Support bash in a Codefresh YAML file

Yes, I realize this is highly unlikely and it’s incredibly niche. But if you don’t ask, you’ll never know.

We’re using Codefresh for our CI/CD and a large part of the pipelines are running bash commands.

version: '1.0'
steps:
  my_go_app:
    title: Compiling GO code
    image: golang:1.7.1
    commands:
     - go get github.com/example-user/example-repo
     - go build

Each of those entries is one (or more) bash commands. Since it’s yaml, you can do ‘- |’ and dump a whole script in there.

That’s similar to GitHub actions and Travis CI yaml files.
I’ve been planning to look into automatically injecting Bash into yaml files. Can you point me to some documentation on the file naming conventions or about the best way to detect, that it’s a Codefresh yaml file? (sorry, I’ve never used Codefresh so far)

I experimented a bit with this.
It’s possible to inject Bash in a way, so that all lines of a commands block share the same set of variables. This enables rename and code completion across lines.

The problem with Codefresh files is, that there’s no good way to identify them, unless when it’s a codefresh.yml file. It would be possible to support comments like # type=codefresh, unless there’s no better or widely used way to define this.

More complete support also needs to know about things like predefined variables.

I can’t promise yet that this will make it into a release. If it’s released, then it’ll be the next major version.

If it happens at all I’d be thrilled. Your comment idea seems perfect to me. You can have a different comment for each supported yaml file. Regardless thanks for even considering it.

Hi @ctwise, I just released a new beta version 2.0.0-beta4 of BashSupport Pro. It comes with support for Travis and Codefresh code injection. .travis.yml and codefresh.yml are automatically detected. Alternatively, a comment # type=codefresh in the first line of a yml file will trigger the code injection.

It would be great if you could test this - I’d be glad for your feedback!

Changelog and install instructions at:
https://plugins.jetbrains.com/plugin/13841-bashsupport-pro/next-version

Joachim

It doesn’t appear to be working for me. In a codefresh.yml file I see no code injection but the first two commands sections have the “run snippet” gutter icon. The rest of the entries have nothing.

Could you verify that you’re on 2.0.0.*-beta4? I had some issues with IDEs showing previous versions.

Only sections commands: are currently injected. Is your file using something else?

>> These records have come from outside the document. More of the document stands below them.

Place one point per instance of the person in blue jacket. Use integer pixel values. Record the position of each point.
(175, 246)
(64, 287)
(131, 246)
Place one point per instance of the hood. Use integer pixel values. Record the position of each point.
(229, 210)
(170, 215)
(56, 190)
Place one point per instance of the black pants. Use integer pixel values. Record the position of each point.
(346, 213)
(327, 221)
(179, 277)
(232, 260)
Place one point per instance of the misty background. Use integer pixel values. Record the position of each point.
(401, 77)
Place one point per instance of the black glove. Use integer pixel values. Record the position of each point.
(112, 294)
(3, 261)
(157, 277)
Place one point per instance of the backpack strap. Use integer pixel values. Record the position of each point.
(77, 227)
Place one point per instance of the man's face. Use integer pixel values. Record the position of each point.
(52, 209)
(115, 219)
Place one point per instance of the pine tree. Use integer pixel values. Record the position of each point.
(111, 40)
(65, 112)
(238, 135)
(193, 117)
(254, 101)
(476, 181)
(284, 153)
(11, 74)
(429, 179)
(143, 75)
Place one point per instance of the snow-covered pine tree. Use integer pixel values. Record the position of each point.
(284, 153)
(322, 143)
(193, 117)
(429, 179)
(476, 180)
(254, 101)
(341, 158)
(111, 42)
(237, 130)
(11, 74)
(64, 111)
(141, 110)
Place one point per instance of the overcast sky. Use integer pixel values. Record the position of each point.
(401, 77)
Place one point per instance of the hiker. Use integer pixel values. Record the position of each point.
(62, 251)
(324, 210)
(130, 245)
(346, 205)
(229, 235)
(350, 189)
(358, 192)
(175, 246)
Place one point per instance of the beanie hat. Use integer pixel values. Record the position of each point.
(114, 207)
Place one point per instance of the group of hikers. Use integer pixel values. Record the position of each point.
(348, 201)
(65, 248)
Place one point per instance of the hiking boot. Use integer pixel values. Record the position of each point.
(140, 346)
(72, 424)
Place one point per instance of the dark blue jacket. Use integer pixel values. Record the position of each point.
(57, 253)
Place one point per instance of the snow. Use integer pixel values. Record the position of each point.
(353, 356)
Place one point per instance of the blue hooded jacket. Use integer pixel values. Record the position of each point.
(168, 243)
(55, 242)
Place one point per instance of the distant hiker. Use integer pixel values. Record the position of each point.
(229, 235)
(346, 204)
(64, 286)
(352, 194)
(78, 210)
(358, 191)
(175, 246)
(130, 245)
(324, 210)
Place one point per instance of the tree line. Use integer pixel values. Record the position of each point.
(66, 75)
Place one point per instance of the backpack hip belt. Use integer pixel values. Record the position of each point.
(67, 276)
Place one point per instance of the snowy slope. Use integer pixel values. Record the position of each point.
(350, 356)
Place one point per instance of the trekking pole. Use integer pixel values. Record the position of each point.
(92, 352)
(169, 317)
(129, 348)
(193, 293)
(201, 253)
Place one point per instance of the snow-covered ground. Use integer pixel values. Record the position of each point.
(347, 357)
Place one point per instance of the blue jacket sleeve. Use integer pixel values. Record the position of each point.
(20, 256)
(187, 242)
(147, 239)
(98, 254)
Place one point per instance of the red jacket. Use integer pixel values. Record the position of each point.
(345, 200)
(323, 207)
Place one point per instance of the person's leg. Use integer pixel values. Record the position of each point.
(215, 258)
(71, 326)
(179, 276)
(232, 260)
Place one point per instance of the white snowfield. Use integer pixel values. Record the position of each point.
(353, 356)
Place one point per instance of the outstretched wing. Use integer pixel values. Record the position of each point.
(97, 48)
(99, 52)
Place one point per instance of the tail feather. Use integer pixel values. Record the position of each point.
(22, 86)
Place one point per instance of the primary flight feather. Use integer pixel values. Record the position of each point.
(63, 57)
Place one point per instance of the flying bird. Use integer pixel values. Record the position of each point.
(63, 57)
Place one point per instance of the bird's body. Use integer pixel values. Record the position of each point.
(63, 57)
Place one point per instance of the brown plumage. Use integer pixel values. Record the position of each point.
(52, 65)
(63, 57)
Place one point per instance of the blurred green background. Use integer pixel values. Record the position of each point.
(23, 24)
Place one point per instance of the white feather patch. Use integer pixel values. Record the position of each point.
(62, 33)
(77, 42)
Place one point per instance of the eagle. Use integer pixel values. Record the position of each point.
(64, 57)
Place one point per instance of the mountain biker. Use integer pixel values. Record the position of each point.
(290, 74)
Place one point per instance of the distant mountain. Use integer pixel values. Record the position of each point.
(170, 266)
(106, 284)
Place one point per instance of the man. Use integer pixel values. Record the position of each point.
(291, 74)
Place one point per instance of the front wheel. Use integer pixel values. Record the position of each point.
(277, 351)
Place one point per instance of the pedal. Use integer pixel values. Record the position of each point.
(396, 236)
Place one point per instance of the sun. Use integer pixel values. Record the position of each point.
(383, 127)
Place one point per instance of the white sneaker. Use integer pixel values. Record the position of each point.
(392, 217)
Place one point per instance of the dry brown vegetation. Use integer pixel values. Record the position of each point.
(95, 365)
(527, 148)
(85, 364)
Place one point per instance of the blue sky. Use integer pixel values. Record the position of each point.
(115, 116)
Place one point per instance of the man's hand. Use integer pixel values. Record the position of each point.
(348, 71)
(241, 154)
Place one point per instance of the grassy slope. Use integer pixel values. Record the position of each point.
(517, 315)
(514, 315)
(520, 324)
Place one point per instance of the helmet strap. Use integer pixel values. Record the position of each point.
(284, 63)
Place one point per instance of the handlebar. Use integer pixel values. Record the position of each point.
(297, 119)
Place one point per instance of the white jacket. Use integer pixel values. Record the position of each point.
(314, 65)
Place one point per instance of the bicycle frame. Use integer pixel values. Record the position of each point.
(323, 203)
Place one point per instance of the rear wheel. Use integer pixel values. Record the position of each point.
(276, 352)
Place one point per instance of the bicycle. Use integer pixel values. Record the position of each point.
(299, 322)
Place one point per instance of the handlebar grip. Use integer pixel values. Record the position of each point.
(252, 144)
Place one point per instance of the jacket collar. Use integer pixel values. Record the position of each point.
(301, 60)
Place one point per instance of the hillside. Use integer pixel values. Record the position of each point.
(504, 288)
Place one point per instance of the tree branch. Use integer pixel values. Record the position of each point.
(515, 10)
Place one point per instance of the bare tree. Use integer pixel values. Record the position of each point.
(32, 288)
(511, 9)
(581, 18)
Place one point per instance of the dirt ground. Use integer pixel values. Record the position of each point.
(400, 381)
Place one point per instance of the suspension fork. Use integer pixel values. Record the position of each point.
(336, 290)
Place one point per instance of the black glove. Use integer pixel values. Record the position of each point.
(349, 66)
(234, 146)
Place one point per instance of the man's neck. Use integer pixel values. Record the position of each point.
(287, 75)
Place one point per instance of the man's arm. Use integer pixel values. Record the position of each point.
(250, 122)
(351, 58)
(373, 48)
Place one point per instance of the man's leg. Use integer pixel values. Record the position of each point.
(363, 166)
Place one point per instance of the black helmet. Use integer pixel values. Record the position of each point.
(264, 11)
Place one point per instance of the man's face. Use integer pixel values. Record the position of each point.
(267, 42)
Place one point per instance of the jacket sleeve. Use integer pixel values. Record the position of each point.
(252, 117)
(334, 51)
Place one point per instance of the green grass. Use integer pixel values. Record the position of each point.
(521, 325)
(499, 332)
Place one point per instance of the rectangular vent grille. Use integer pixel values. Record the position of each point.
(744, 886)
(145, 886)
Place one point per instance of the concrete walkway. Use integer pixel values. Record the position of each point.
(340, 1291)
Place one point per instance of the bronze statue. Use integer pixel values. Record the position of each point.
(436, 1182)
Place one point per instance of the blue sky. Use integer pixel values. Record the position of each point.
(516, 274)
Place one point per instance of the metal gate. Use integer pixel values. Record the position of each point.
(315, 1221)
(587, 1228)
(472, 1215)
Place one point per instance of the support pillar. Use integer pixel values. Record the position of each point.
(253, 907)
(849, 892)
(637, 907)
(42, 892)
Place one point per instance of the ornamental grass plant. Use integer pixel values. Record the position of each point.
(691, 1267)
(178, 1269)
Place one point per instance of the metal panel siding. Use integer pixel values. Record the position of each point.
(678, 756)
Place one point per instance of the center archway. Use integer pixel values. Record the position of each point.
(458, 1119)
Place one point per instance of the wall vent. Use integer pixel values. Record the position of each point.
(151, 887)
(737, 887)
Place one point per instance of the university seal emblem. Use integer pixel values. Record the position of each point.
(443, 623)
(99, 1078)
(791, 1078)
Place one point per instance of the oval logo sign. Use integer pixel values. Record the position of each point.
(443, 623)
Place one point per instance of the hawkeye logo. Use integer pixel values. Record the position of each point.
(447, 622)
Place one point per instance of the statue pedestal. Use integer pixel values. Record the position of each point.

I had tested this with this codefresh.yml file.

version: '1.0'
steps:
    build_image:
        type: build
        description: Building the image...
        image-name: myuser/myservice
        tag: develop # ${{CF_BRANCH}}

    perform_tests:
        image: node:5
        working_directory: ${{main_clone}}
        description: Performing unit tests...
        commands:
            - npm install gulp -g
            - npm install
            - gulp unit_test

If it doesn’t work for you, please provide name and version of your IDE and, if possible, a relevant snippet of your codefresh.yml file.

Joachim

2.0.0.203-beta4 - WebStorm

I can’t share the file but it’s outline is:

stags:

  • x
  • y

hooks:
on_success:
exec:
image: whatever
shell: bash
command:

  • echo hello

on_fail:
exec: same as above

on_finish:
exec: same as above

steps:
first_step_name:
stage: x
title: “some title”
image: whatever
shell: bash
commands:

  • |-
    echo hello
    echo there

second_step_name:
and so forth

Thanks. I missed YAML block scalars.

commands:
  - echo hello

should already be working, though.

I improved injection for the next beta, but the YAML plugin seems to be pretty bad with language injection. It throws all kinds of exceptions when the fragment editor is used.
I’ll most likely have to make this injection optional and only enable it on 2020.3 by default.

While I love what you’re doing, I’m fine with the language=bash comments.

I read your first post as a suggestion to automatically inject Bash into the different lines of commands:, but now I’m wondering if you perhaps meant something else. If that’s the case, please let me know what :slight_smile:

Oh no, that’s what I was hoping for but it’s no great hardship to add the language comments if the IntelliJ code is too buggy at present.